• Monthly Archives: April 2011

Addiction to “Air Quotes”

April 29, 2011

When a youngish female speaker of American English uses air quotes––i.e., a gesture produced with hands held shoulder-width apart and at the eye level of the speaker, the index and middle fingers on each hand flexing at the beginning and end of the item being quoted–– so frequently as to constitute a verbal TIC, what does that signify?

One could easily interpret this paralinguistic behavior as a species of STAMMERING and thereby subsume it under the general cultural avoidance, especially among the younger generation, of any utterance constituting a straightforward assertion.

MICHAEL SHAPIRO

Stammering as a Cultural Datum

April 24, 2011

The success of the recent movie “The King’s Speech” has brought public awareness to what the British call stammering and Americans call stuttering. In the movie stuttering is a speech disorder in need of therapy, but stammering is actually part of a whole range of non-pathological phenomena now called disfluencies, including all sorts of interruptions of speech flow. These are typically inserted vocables like “you know,” “I mean,” and various combinations of vowels and consonants (“eh,” ”uh,” “uhm,” etc.), not to mention the currently near-ubiquitous (in North American English, at least) filler “like,” to be heard emanating from the mouths of female speakers below a certain age (45?) in particular.

This last-mentioned word is sometimes dignified by being labeled a “discourse marker” with an approximative or quotative function (among others). A more encompassing characterization would accurately ascribe its pervasive use to a discourse strategy resting on a cultural set toward the message by speakers who use it, viz. that no content is in need of direct ASSERTION: in fact every message, in this strategy, needs to be hedged. The word like is a compact means of implementing such a cultural set because it immediately weakens the assertory value of anything to which it pertains in the utterance.

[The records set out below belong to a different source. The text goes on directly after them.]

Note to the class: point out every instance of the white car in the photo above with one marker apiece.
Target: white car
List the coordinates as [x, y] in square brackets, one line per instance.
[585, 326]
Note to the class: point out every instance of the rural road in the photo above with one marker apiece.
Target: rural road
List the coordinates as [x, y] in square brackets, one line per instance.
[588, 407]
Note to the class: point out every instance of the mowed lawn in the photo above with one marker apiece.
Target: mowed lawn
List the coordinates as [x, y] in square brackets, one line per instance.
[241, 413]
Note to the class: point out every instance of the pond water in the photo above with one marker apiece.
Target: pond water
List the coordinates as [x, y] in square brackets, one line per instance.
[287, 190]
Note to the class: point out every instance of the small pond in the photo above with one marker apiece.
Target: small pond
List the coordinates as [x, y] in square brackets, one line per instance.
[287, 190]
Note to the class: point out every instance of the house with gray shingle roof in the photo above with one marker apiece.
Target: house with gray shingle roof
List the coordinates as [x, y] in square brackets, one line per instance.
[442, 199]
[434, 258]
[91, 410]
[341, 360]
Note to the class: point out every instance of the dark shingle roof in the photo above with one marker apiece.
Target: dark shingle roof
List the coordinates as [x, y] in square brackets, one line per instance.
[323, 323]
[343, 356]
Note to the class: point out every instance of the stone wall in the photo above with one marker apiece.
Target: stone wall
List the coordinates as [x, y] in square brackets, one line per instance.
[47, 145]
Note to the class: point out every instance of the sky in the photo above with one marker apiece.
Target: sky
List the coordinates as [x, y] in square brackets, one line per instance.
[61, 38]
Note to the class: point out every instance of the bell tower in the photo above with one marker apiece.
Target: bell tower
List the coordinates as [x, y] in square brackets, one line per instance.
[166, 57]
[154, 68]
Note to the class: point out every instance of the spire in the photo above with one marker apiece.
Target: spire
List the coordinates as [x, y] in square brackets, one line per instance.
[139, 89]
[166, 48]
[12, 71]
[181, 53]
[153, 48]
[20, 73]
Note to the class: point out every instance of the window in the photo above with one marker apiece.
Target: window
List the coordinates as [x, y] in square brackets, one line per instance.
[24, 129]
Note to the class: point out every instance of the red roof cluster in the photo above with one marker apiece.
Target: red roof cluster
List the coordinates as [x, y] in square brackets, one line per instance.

Nothing could be a surer symptom of a shift in cultural values than the ubiquitous insertion of a word that immediately undercuts the directness of what is being stated. In the last analysis, it is a sign (an index, to be precise) of the speaker’s inability to be responsible for the VALIDITY of ANYTHING that can be asserted.

MICHAEL SHAPIRO

Good Work ≠ Good Job

April 12, 2011

What used to be the standard way in American English of complimenting someone on a job well done, viz. “good work!” has largely been replaced by the phrase “good job.” This change in usage is underlain by a shift in the value system, as an analysis of the two variable words reveals.

The difference comes down to the fact that work applies as a noun to the AESTHETIC value of the object resulting from an action. We habitually designate, for instance, art objects as works, not jobs. One can be “good at one’s job” but not “good at one’s work.” One’s work can be one’s job, and in the latter sense job can connote one’s duty, whereas work does not. And so on.

This kind of trip through the connotations of the words at issue will always abut in the conclusion that the accomplished result of what we do when we designate the series of actions as job or work makes the first word concentrate on the acts and not on the product in the traditional usage that rewards the aesthetic value of the product with the designation work.

This value did not accrue in the past to job. Now it does, meaning a hierarchical superordination of the ACTION over the RESULT. In this way, American culture reinforces the axiological dominance of process over result that can be encapsulated in the motto “you are what you do.”

MICHAEL SHAPIRO

Ignorance and the Insistence of the Letter

April 5, 2011

There is no doubt that reading pronunciations reign supreme when speakers are ignorant of the traditional pronunciation of a word. This state of affairs is particularly relevant when the word belongs to the class of nomina propria.

The Cambridge Pronouncing Dictionary (17th ed., 2006) lists only one pronunciation for the name of the country of Bahrain, viz. without the h, and this is the traditional English version regardless of the authentic Arabic original. Yet Peter Kenyon, the NPR correspondent reporting from Dubai this morning (“Morning Edition”), repeatedly pronounced the word with an h, joining the majority of media representatives in their studied ignorance of the established phonetic form.

Ultimately, this kind of mistake is to be adjudged as yet another instance of the drive toward faux authenticity that besets American speakers of English in particular, abetted by an attitude that flouts linguistic precedent.